Pulmonary sarcoidosis

Value-based healthcare in pulmonary sarcoidosis

Despite advances since sarcoidosis was first described, much remains unknown regarding the aetiology of the disease. Due to the heterogeneous clinical manifestation, treatment can vary from no treatment to thorough follow-up with a variety of medications. The appropriatetreatment for pulmonary sarcoidosis patients has not been well defined (Costabel et al. 1999). As stated in the Sarcoidosis Statement Committee, the symptoms that need corticosteroid therapy remain controversial. In order to tailor treatment well to the individual level, the availability of centre-specific outcome data has the potential to provide important advantages for quality improvement efforts.


The standard outcome set was designed specifically for pulmonary sarcoidosis patients. In order to be able to compare treatment outcomes among hospitals, not only the outcome measure and initial conditions need to be defined, but also a clear and uniform definition of the patient population itself is needed. The patient group is defined in line with the joint statement on sarcoidosis (Costabel et al. 1999). The international team acknowledges sarcoidosis is a very heterogeneous population. Therefore, it was decided there has to be pulmonary involvement, as 90 percent of sarcoidosis patients show pulmonary involvement. Specifically, the patient has to be: 1) Diagnosed with pulmonary sarcoidosis. 2) The diagnosis has to be performed by a pulmonologist (based on the joint statement on sarcoidosis) and 3) Extra-pulmonary sarcoidosis is not excluded.


The pulmonologists from the six centres of expertise worked from early 2014 to early 2015 on the definition of an international standard set of outcomes measures for patients with pulmonary sarcoidosis. The team convened in a combination of face-to-face meetings, webinars and surveys. A systematic approach was used based on the principles of value-based healthcare (Porter 2010) and the methodology introduced in heart care by Meetbaar Beter (Meetbaar Beter 2013). First, a detailed description of the care delivery process for pulmonary sarcoidosis patients was created, providing an overview of ‘value’ created by all specialties involved throughout the entire care chain. Combined with a literature review, this was used to create a list of all potentially relevant health outcomes for pulmonary sarcoidosis patients. In order to end up with a concise and feasible set of outcome measures, the most important outcomes were prioritised anonymously by all team members based on three criteria: impact of the outcome on quality of life, impact of quality of care on the outcome and the number of patients affected by the outcome. As a result, the standard set combines both clinical outcomes, such as mortality, symptoms and side effects, with patient-reported outcomes, such as quality of life. Discussions were organised to reach consensus on the final outcome set. Following a similar process, the most relevant initial conditions were selected in order to allow corrections for the complexity of the population.
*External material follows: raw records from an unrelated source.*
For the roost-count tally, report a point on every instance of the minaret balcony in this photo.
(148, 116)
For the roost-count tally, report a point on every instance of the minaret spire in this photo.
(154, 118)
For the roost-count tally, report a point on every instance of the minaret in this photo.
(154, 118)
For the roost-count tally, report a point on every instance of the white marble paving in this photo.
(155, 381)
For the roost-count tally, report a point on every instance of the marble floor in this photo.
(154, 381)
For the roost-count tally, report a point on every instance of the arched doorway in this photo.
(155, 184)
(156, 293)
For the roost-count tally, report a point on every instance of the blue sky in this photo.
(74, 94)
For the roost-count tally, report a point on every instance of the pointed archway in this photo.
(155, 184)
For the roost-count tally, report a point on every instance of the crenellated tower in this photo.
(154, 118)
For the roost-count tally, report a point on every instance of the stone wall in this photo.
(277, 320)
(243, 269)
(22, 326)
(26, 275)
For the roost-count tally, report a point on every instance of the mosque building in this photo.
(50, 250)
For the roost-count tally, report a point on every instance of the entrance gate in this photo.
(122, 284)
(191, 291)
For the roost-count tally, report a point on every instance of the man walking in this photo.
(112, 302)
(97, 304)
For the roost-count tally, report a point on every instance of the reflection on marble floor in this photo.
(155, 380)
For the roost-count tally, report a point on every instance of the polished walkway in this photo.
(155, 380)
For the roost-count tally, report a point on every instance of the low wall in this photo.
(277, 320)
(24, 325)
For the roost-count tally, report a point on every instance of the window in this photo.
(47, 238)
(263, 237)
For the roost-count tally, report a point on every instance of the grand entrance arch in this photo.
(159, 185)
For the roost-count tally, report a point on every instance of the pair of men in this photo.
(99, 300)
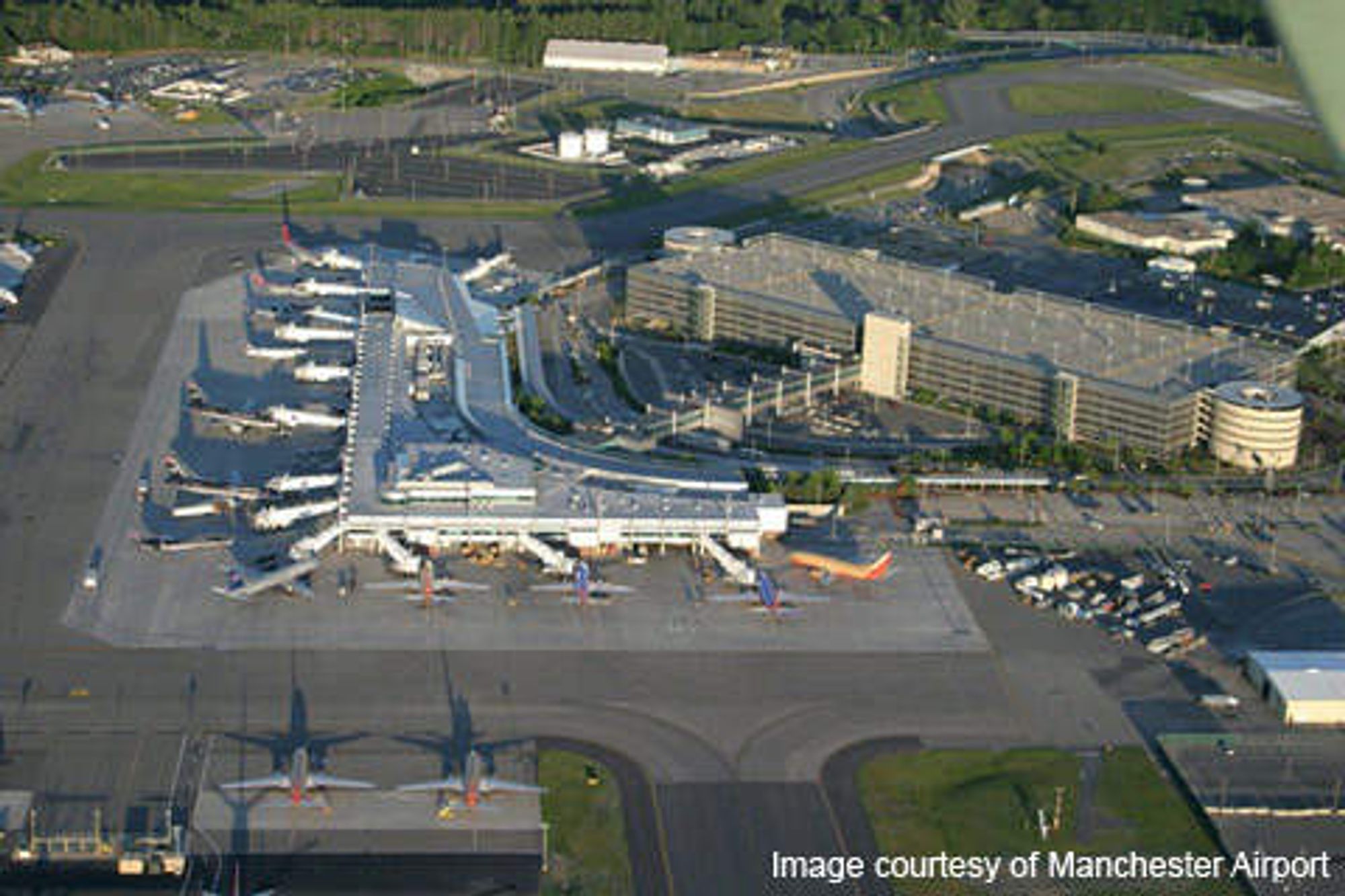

Based on a retrospective patient cohort (n=533) and the literature (Broos et al., 2017) we have changed our Prednisone protocol. In our multi-centre data we found that the patients (n=123)  using Prednisone for a long period (>1 year) had a mean BMI at their first visit of 28,1 (SD 5,7) in Leuven University hospital, 31,2 (SD 7,5) in Cincinnati MC, 29,4 (SD 4,5) in Cleveland Clinic, 29,4 (SD 4,4) in the Erasmus MC, 28,2 (SD 7,8) in the Royal Brompton Hospital and 28,2 (SD 6,3) in the St. Antonius Hospital. In addition, of these 123 patients, 97 were already using Prednisone prior to visiting the clinic first time, which can possibly explain the high BMI’s.


Our new protocol on Prednisone was introduced at the St. Antonius hospital only, on the 1st of September 2017. We have also shared this protocol with the top-10 referring hospitals. With this new protocol, patients do not start on Prednisone when their BMI is higher than 25. In addition, patients will switch to 2nd line therapy when there is a weight gain of> 5% of their initial weight. We aim to minimize weight gain and therefore reduce harmful side-effects due to treatment with Prednisone.